El hecho que un grupo de gente, desde los despachos de la Generalitat, estuviera tomando decisiones de forma consciente y premeditada buscando crear un conflicto social abierto es de una irresponsabilidad extraordinaria. Los sucesos de octubre fueron graves, pero tuvimos muchísima suerte que las cosas no fueran más allá. A Puigdemont y su gobierno le tembló el pulso el día de la «huelga de país» primero, y en responder a los requerimientos de gobierno después supendiendo la DUI. La manifestación del 8 de octubre seguramente hizo patente el enorme coste que tendría buscar este enfrentamiento. Que los líderes del procés dieran un paso atrás al llegar al borde del abismo, sin embargo, no disculpa la enorme gravedad de lo que hicieron esos meses.
No olvidemos, además, que el referéndum del 1 de octubre no era sólo votar. La «ley de transitoriedad» y la «ley de referéndum«, aprobadas en el parlament por mayorías exiguas, son dos documentos extraordinarios. Con ellos, los políticos independentistas, que no lo olvidemos, nunca han sacado más de un 48% del voto, declararon derogada la constitución, y con ella, todos los derechos y libertades garantizados por ella ante los tribunales. La ley colocaba al parlament como única fuente de poder en Cataluña, sin ni siquiera un atisbo de separación de poderes; el régimen salido de esas votaciones era prácticamente autoritario. Ambos textos constituyen un caso extraordinario de toma de poder por parte de un grupo de dirigentes políticos ignorando de forma completa y absoluta cualquier límite legal sobre su autoridad. Es un ataque directo, sin tapujos, contra los derechos y libertades de todos los votantes catalanes que no compartían sus objetivos políticos, forzando un cambio completo de régimen político sin su consentimiento. Los políticos estaban utilizando las instituciones contra sus ciudadanos.
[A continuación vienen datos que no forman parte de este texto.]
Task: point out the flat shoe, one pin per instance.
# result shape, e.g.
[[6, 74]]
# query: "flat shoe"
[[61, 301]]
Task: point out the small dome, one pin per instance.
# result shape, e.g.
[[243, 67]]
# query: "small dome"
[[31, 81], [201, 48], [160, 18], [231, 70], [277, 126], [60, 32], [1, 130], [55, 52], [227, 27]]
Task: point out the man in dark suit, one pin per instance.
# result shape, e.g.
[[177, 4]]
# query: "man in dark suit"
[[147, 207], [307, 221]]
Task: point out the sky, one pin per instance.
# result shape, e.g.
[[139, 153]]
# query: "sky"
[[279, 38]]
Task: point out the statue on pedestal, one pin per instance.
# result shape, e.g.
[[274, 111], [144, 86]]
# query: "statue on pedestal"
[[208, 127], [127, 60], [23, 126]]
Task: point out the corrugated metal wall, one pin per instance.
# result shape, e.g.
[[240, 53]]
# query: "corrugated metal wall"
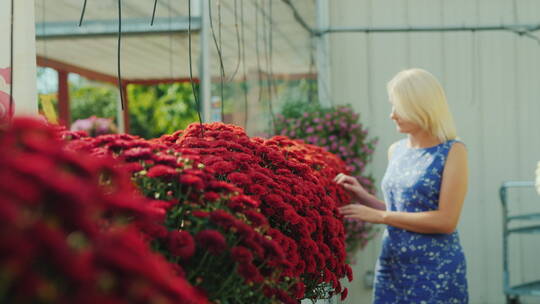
[[492, 80]]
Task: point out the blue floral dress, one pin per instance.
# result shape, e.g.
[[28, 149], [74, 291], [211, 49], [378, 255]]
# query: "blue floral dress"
[[415, 267]]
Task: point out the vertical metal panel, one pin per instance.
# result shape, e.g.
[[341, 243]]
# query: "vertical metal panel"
[[491, 81]]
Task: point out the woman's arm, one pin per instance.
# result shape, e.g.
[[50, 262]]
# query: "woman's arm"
[[358, 192], [443, 220]]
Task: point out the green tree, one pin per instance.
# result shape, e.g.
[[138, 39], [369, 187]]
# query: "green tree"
[[160, 109]]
Esto no debería haber acabado así. La causa a favor de la secesión en Cataluña es un fin político perfectamente legítimo. Es algo que me parece erróneo, pero es perfectamente defendible desde la racionalidad, y era perfectamente posible de perseguir, de forma legal y democrática, dentro de las instituciones. Bajo ciertas condiciones (estrictas y reguladas), estaría incluso a favor de un referéndum de autodeterminación, aunque la independencia me parece una tontería.
En otoño del año pasado, sin embargo, un grupo de políticos catalanes decidieron utilizar conscientemente las instituciones para forzar un enfrentamiento civil. Esos mismos políticos aprobaron leyes que dinamitaban el ordenamiento jurídico por completo, en contra de la voluntad de más de la mitad de la población.
Podemos hablar de cárceles y condenas. La prisión preventiva estará más o menos justificada, unos u otros cargos tendrán más o menos motivos de estar acusados de un delito u otro. No soy jurista; no sé si el tipo penal de rebelión es correcto o no, y no sé si deberían estar ahora entre rejas. Lo que me parece obvio, y que debemos tener siempre presente, es que los medios de los que se acusa a los políticos secesionistas utilizar para intentar conseguir sus objetivos son totalmente injustificables en cualquier democracia.
Arreglemos el problema de una vez. Sentémonos a hablar, no un diálogo entre Barcelona y Madrid, sino entre las dos Cataluñas enfrentadas. Decidamos qué país queremos, cómo y dónde.
Pero no olvidemos nunca, nunca, nunca qué sucedió el pasado otoño.